The unanimous passage in both chambers gives the measure unusual bipartisan clarity, even if the politics around licensure reform can differ from state to state. That unanimity suggests the issue was framed less as a break with tradition than as a measured adjustment to how competence is recognized in the profession. For Maryland, the key policy question was not whether standards matter, but how those standards should be earned.

What cpa reform means for candidates and employers

The immediate effect is straightforward: more potential entry points into the profession. For candidates who may not choose the 150-hour track or a master’s degree, the new pathway offers a structured alternative grounded in work experience. For employers, the change is aimed at easing recruitment pressure in a profession that has faced persistent staffing concerns.

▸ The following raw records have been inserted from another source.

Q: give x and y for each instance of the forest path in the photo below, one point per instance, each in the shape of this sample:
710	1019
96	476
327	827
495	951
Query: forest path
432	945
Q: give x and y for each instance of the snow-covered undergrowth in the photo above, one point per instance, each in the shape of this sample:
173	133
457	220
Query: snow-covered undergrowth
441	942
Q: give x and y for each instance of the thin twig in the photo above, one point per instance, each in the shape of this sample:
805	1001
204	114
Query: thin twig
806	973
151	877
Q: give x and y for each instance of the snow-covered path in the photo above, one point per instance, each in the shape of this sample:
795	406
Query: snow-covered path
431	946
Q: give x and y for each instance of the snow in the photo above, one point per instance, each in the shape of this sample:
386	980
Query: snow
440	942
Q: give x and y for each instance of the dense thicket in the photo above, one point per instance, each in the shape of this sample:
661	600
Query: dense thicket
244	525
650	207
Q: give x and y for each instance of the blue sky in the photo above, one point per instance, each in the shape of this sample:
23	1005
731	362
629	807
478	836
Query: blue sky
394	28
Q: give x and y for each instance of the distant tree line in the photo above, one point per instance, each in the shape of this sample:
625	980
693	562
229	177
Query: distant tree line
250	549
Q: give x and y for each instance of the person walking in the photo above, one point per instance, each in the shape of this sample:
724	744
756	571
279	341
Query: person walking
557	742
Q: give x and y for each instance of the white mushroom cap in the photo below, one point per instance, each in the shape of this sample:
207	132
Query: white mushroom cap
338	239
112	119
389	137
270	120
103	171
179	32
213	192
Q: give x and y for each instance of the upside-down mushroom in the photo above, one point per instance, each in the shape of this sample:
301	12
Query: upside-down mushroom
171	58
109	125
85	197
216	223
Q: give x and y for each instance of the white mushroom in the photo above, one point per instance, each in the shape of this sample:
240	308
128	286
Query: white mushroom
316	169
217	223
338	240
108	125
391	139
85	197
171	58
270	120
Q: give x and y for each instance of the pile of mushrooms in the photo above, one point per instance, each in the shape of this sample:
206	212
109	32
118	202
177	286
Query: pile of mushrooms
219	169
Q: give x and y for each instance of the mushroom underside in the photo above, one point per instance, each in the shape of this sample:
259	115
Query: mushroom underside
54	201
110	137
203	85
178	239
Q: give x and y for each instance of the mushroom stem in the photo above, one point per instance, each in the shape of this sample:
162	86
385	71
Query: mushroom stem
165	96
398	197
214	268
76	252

Rebekah Olson, CEO of the Maryland Association of CPAs, called the bill “a tremendous victory for Maryland’s CPA profession. ” She said the new path “will open doors for more CPA candidates while helping employers address critical talent needs” and “strengthens the pipeline without compromising the rigor and trust that define the CPA credential. ”

Olson also credited lawmakers including Kriselda Valderrama, Lily Qi, William Wivell, Arthur Ellis and Brian Feldman for advancing the legislation. That detail matters because the bill’s momentum depended not just on advocacy from the profession, but on legislative willingness to treat licensure modernization as a workforce issue.

Regional ripple effects and national alignment

Maryland is not acting in isolation. The Maryland Association of CPAs said the change aligns the state with a broader national trend as states respond to workforce shortages and changing employer needs. That broader movement has made cpa licensure reform a live policy issue well beyond Annapolis.

If the governor signs the measure, Maryland will join the growing number of states that have revised licensure rules to make the profession more accessible while preserving core requirements. The state’s approach is notable because it keeps the existing pathways fully intact instead of substituting a single new model. That makes the bill less of a reset and more of an expansion.

For the region, the likely effect is competitive as much as symbolic. States that adapt faster to labor-market pressure may gain an edge in attracting candidates who weigh cost, time, and career mobility before committing to professional credentials.

What happens next

The legislation now awaits Wes Moore’s signature, and if enacted, it will take effect on Oct. 1. Until then, Maryland’s current licensure routes remain in place. Still, the direction is clear: cpa licensure in Maryland is becoming more flexible without surrendering its core requirements.

The broader question is whether this model becomes a durable answer to staffing pressure or simply one step in a longer reset of how the profession defines readiness. For Maryland, the test will be whether the new pathway expands access and preserves trust at the same time.